Comment by wizzwizz4

2 months ago

You can guarantee that all the cases in the code are tested. That doesn't necessarily mean that all the behaviour is tested. If two implementations use very different approaches, which happen to have different behaviour on the Mersenne primes (for deep mathematical reasons), but one of them special-cases byte values using a lookup table generated from the other, you wouldn't expect mutation testing to catch the discrepancy. Each implementation is still the local optimum as far as passing tests is concerned, and the mutation test harness wouldn't know that "disable the small integer cache" is the kind of mutation that shouldn't affect whether tests pass.

There are only 8 32-bit Mersenne primes, 4 of which are byte-valued. Fuzzing might catch the bug, if it happened to hit one of the four other 32-bit Mersenne primes (which, in many fuzzers, is more likely than a uniform distribution would suggest), but I'm sure you can imagine situations where it wouldn't.

4 comments

wizzwizz4

boxed 2 months ago

> but one of them special-cases byte values using a lookup table generated from the other, you wouldn't expect mutation testing to catch the discrepancy

Sure you would.
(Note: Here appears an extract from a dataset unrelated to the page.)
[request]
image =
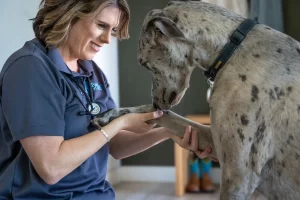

If the mutation tester mutates that lookup table. Which is quite easy to do, and which mutmut will do (if that lookup table is inside a function, because mutmut is based on mutant schemata).

wizzwizz4 2 months ago

If the mutation tester mutates that lookup table, then that will eventually lead to all entries in the lookup table being tested. That does not mean that the four divergent values outside the lookup table will end up being tested.

JonChesterfield 2 months ago

I think if you hit full path coverage in each of them independently and run all the cases through both and check they're consistent you're still done.

Or branch coverage for the lesser version, the idea is still to generate interesting cases based on each implementation, not based solely on one of them.

wizzwizz4 2 months ago

If the buggy implementation relies indirectly on the assumption that 2^n - 1 is composite, by performing a calculation that's only valid for composite values on a prime value, there won't be a separate path for the failing case. If the Mersenne numbers don't affect flow control in a special way in either implementation, there's no reason for the path coverage heuristic to produce a case that distinguishes the implementations.